Due to the assumptions of large planar surfaces the energy density will depend only on the distance from the top of the cloud, $e=e(z,t)$ (in the steady state there is no time dependence, either, but for the intermediary steps of the calculation we keep it). The rate of energy deposition in the cloud is proportional to the intensity of the sunlight, $W= \Delta e/\Delta t =\mu I_0 e^{-\mu z}$ , where $\mu=1/\lambda$ , and $\lambda=15.9m$ , as determined in the foggy day problem. The energy flow is proportional to the gradient of the energy density, $j=-D\frac{\partial e}{\partial z}$ . Energy conservation requires that

$\frac{\partial e}{\partial t}=-\frac{\partial j}{\partial z}+W$ or

$\frac{\partial e}{\partial t}=D\frac{\partial^2 e}{\partial z^2}+W$ .

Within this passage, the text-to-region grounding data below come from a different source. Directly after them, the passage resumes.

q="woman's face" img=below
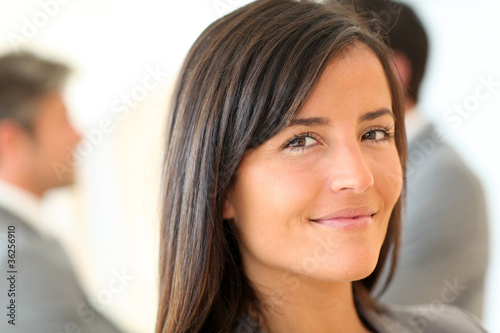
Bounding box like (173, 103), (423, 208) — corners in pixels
(223, 44), (403, 285)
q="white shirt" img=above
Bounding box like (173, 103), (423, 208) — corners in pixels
(0, 180), (47, 237)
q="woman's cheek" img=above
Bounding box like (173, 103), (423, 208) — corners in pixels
(232, 156), (320, 254)
(251, 158), (319, 220)
(370, 149), (403, 207)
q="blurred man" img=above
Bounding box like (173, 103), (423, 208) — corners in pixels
(350, 0), (489, 318)
(0, 52), (122, 332)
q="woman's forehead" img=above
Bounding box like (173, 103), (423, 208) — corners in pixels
(293, 44), (392, 121)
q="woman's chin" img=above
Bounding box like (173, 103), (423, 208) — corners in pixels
(297, 252), (380, 283)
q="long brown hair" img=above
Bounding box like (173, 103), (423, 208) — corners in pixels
(157, 1), (406, 332)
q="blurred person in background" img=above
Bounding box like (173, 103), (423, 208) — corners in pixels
(351, 0), (489, 319)
(0, 52), (123, 332)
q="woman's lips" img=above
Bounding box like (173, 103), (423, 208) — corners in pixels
(310, 207), (377, 231)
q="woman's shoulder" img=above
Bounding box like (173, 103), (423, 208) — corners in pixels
(367, 302), (488, 333)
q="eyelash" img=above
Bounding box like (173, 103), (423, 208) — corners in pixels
(282, 125), (396, 152)
(281, 132), (321, 152)
(362, 124), (396, 143)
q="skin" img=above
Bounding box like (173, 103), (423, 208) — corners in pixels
(0, 93), (81, 197)
(224, 43), (403, 332)
(392, 51), (415, 111)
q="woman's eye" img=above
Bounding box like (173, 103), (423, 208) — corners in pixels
(289, 136), (316, 147)
(362, 128), (394, 142)
(283, 134), (320, 151)
(363, 130), (386, 140)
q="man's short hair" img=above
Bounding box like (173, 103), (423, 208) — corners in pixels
(350, 0), (429, 103)
(0, 52), (70, 130)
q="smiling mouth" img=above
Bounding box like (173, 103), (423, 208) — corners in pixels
(310, 207), (377, 231)
(351, 215), (371, 219)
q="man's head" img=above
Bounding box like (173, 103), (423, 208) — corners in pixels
(0, 52), (81, 196)
(351, 0), (429, 109)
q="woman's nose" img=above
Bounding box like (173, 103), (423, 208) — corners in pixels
(326, 143), (374, 193)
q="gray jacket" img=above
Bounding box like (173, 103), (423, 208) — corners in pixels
(0, 207), (123, 332)
(380, 124), (489, 318)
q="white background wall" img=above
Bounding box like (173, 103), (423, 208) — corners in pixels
(0, 0), (498, 332)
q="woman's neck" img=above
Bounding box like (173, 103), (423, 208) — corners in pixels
(247, 268), (373, 333)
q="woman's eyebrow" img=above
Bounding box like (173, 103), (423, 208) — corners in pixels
(287, 109), (394, 128)
(288, 117), (331, 127)
(359, 108), (395, 122)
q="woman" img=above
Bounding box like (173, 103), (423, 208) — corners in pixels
(156, 0), (486, 332)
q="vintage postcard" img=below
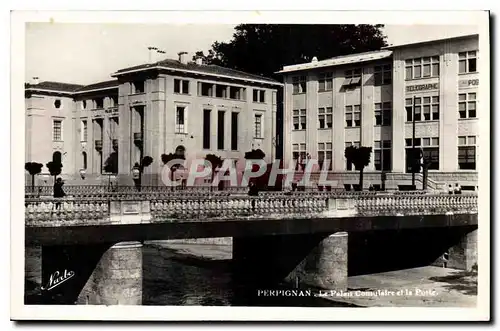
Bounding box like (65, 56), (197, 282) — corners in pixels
(11, 10), (490, 321)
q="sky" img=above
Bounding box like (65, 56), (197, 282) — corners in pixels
(25, 23), (480, 85)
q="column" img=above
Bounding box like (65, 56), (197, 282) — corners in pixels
(361, 68), (375, 171)
(283, 79), (293, 168)
(118, 83), (133, 186)
(333, 72), (346, 170)
(440, 44), (459, 172)
(78, 241), (143, 305)
(210, 106), (218, 153)
(102, 116), (111, 171)
(306, 73), (318, 162)
(391, 52), (406, 173)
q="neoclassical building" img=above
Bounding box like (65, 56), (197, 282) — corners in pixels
(25, 53), (281, 185)
(278, 34), (480, 190)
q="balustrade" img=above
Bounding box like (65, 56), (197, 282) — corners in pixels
(25, 192), (478, 223)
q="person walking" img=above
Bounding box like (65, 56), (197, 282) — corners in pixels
(454, 183), (462, 194)
(53, 177), (66, 210)
(448, 184), (454, 195)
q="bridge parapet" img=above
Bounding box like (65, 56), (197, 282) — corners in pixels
(25, 193), (477, 226)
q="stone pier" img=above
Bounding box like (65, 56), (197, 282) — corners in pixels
(287, 232), (348, 290)
(78, 241), (143, 305)
(232, 232), (348, 290)
(446, 229), (478, 271)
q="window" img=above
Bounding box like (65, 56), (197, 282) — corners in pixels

Here $D$ is a constant that is somehow related to the mean free path $\lambda$ , but the actual relationship is not important, because at the end the result will not depend on $D$ . Since we look for the steady state, $\frac{\partial e}{\partial t}=0$ , and

$\frac{\partial^2 e}{\partial z^2}=- \frac{I_0 \mu}{D} e^{-\mu z}$ .

By integrating this equation we find the solution in the form of $e=- \frac{I_0}{ \mu D}e^{-\mu z} + Bz+C$ .

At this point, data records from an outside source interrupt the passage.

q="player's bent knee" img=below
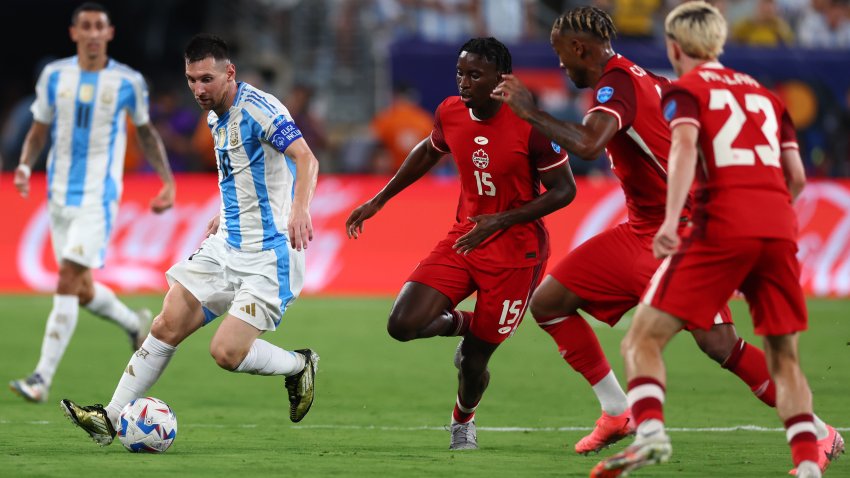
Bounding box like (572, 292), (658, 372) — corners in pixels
(150, 314), (186, 346)
(386, 317), (417, 342)
(209, 342), (248, 371)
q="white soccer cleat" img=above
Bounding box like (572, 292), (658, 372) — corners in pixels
(449, 420), (478, 450)
(9, 373), (48, 403)
(591, 433), (672, 477)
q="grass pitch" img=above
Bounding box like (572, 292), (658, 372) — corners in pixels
(1, 296), (847, 477)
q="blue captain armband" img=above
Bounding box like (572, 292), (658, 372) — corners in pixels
(268, 116), (303, 153)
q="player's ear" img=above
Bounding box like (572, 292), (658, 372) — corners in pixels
(226, 63), (236, 81)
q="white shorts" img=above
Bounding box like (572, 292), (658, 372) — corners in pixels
(166, 234), (305, 331)
(48, 201), (119, 269)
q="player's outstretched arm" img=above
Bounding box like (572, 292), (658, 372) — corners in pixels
(136, 123), (176, 213)
(345, 138), (444, 239)
(453, 163), (577, 254)
(654, 123), (698, 259)
(284, 137), (320, 251)
(492, 74), (618, 160)
(14, 121), (50, 198)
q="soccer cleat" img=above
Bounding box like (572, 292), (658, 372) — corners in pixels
(129, 308), (153, 351)
(59, 399), (116, 446)
(590, 434), (672, 477)
(576, 410), (636, 455)
(789, 425), (845, 475)
(449, 420), (478, 450)
(285, 349), (319, 422)
(9, 373), (48, 403)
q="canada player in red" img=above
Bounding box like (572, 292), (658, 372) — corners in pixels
(345, 38), (576, 450)
(493, 5), (841, 465)
(593, 2), (843, 477)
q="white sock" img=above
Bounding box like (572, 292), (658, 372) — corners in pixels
(813, 414), (829, 440)
(34, 295), (80, 387)
(234, 339), (304, 376)
(592, 370), (628, 416)
(83, 282), (139, 334)
(105, 334), (175, 426)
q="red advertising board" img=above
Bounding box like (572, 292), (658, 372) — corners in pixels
(1, 174), (848, 296)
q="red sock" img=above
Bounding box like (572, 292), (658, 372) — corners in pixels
(452, 394), (479, 424)
(627, 377), (665, 427)
(785, 413), (819, 466)
(442, 310), (472, 337)
(536, 314), (611, 385)
(722, 338), (777, 407)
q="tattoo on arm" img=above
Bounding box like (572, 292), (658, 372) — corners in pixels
(136, 124), (174, 182)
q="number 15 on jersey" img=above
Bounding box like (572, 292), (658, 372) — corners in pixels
(474, 171), (496, 196)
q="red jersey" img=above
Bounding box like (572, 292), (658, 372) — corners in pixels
(588, 54), (678, 236)
(661, 62), (799, 240)
(430, 97), (568, 268)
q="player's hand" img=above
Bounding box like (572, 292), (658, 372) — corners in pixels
(345, 200), (382, 239)
(491, 74), (535, 120)
(14, 164), (31, 198)
(453, 213), (506, 255)
(653, 220), (681, 259)
(288, 207), (314, 251)
(204, 214), (220, 236)
(150, 182), (175, 213)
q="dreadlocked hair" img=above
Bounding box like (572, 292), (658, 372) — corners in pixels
(552, 6), (617, 42)
(458, 37), (512, 74)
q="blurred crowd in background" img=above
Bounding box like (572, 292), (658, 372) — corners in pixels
(3, 0), (850, 178)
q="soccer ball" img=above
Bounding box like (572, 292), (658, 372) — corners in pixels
(117, 397), (178, 453)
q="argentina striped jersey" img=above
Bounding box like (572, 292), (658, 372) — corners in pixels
(207, 82), (304, 252)
(31, 56), (150, 207)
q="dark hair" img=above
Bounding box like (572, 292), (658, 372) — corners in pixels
(71, 2), (110, 25)
(553, 6), (617, 42)
(458, 37), (512, 74)
(184, 34), (230, 64)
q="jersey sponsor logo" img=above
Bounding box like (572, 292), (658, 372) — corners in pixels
(596, 86), (614, 103)
(79, 84), (95, 103)
(551, 141), (561, 153)
(472, 148), (490, 169)
(229, 123), (239, 146)
(474, 136), (488, 145)
(663, 99), (677, 122)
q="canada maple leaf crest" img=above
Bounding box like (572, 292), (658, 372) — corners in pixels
(472, 148), (489, 169)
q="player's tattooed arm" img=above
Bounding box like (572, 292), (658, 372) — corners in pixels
(453, 163), (577, 254)
(136, 123), (176, 213)
(492, 74), (618, 160)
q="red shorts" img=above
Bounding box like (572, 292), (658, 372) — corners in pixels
(643, 237), (807, 335)
(407, 236), (546, 344)
(549, 223), (732, 328)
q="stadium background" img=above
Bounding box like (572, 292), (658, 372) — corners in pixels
(1, 2), (848, 476)
(2, 0), (849, 297)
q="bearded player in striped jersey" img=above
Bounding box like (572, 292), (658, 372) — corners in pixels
(60, 34), (320, 446)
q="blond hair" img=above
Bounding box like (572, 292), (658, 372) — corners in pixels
(665, 1), (727, 59)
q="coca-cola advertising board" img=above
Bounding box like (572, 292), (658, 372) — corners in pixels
(1, 174), (848, 296)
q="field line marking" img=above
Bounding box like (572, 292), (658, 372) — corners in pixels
(3, 420), (846, 432)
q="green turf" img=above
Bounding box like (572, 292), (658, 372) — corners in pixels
(0, 296), (847, 477)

The constants $B$ and $C$ are determined from the boundary conditions: The energy density on the top and bottom of the cloud is zero, since the light reaching these surfaces will immediately leave the cloud. Therefore $e(z=0)=0$ and $e(z=\ell)=0$ , where $\ell$ is the thickness of the cloud. These conditions yield $C=I_0/\mu D$ and $B=-\frac{I_0}{\mu D \ell}(1-e^{-\mu \ell})$ . The final form of the energy distribution is

$e=\frac{I_0}{\mu D}\left[ 1-e^{-\mu z} - \frac{z}{\ell}(1- e^{\mu \ell})\right]$ .

This distribution is shown in the first Figure below, for $I_0=1$ and $D=1$ .

The flow of energy is

$j= -D\frac{\partial e}{\partial z}= I_0 \left[-e^{-\mu z}+\frac{1}{\mu \ell}(1-e^{-\mu \ell})\right]$

As noted before, this is independent of the parameter $D$ . The second graph shows the energy flow.

The energy flow at the bottom of the cloud is $0.1578I_0$ in the positive direction (downwards). Therefore the answer is 16%. The energy flow at the top of the cloud is negative (upwards), and its value is $0.8403 I_0$ . There is a very small energy flow left in the direct sunlight, $0.0019I_0$ .

In general, the thicker is the cloud, the closer is to 100% the energy flow from the top. For a thin cloud the opposite is happening, the energy of the scattered light is about the same at the top and the bottom. For $\ell = 10m$ the energy flow at the top is 26% of the incident intensity, the (scattered) energy flow at the bottom is 21% and 53% of the light remains in the undisturbed direct sunlight.